Which states or demographic groups stand to lose the most from the 2026 expiration of enhanced ACA tax credits?
Executive summary
The end of the enhanced ACA premium tax credits on December 31, 2025, would sharply raise marketplace premiums and risk large coverage losses: analyses project between about 3.8 million and nearly 5 million people losing insurance in 2026, and average marketplace premium payments would more than double for many enrollees—an average increase of 114% (about $1,016 annually) in one KFF calculator scenario [1] [2] [3]. States and demographic groups hit worst are older adults on the individual market, people with incomes just above Medicaid eligibility (and those >400% FPL who lose subsidies entirely), and residents of high-premium states and localities [4] [3] [5].
1. Who stands to lose the most — the age factor: older enrollees face the steepest sticker shock
Older Marketplace enrollees (especially those aged 50–64) will disproportionately bear higher unsubsidized premiums because age is a major pricing factor in the individual market; KFF maps show that among people with incomes above 400% of the federal poverty level, just over half are ages 50–64 and would therefore face the highest out‑of‑pocket premium hikes when enhanced credits expire [4]. Bipartisan Policy Center examples underscore this: a 60‑year‑old couple at about 402% FPL could see annual benchmark premiums rise by roughly $22,600 in 2026 without the enhanced credits [6].

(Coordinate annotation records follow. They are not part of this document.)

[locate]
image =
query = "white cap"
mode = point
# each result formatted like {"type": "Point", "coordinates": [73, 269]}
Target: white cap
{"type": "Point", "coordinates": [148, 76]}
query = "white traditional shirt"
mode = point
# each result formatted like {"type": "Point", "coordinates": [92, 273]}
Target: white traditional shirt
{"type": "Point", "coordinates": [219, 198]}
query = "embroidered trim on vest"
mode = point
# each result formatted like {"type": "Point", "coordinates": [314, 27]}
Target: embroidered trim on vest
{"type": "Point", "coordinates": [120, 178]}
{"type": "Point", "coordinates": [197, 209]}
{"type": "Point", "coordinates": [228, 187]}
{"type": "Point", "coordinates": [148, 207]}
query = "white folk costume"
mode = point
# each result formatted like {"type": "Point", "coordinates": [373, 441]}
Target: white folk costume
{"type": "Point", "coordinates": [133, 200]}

2. Income bands: middle‑income households above Medicaid thresholds and those over 400% FPL
People with incomes just above Medicaid expansion cutoffs and those between roughly 150–400% FPL are heavily represented among current enrollees and would see large relative increases; nearly half of marketplace enrollees have incomes between 100–150% FPL and a further 28% between 150–250% FPL, meaning many low‑ and moderate‑income households benefit now and would pay substantially more if enhancements lapse [3]. Those above 400% FPL who currently receive expanded help could lose subsidies entirely and face the largest absolute dollar increases, particularly older adults and residents of pricey regions [4] [3].
3. Geographic variation: high‑premium states and localities will be worst hit
State and local differences matter: KFF’s mapping and insurer filings show the expiration’s impact varies by place because unsubsidized premiums differ widely. At several income cutoffs, a 60‑year‑old would see benchmark premiums at least double in dozens of states if enhancements lapse; insurer filings in Vermont, Oregon, Washington and DC suggest insurers already built an average additional 4% onto proposed 2026 premiums to account for expected expiration [4] [7] [5].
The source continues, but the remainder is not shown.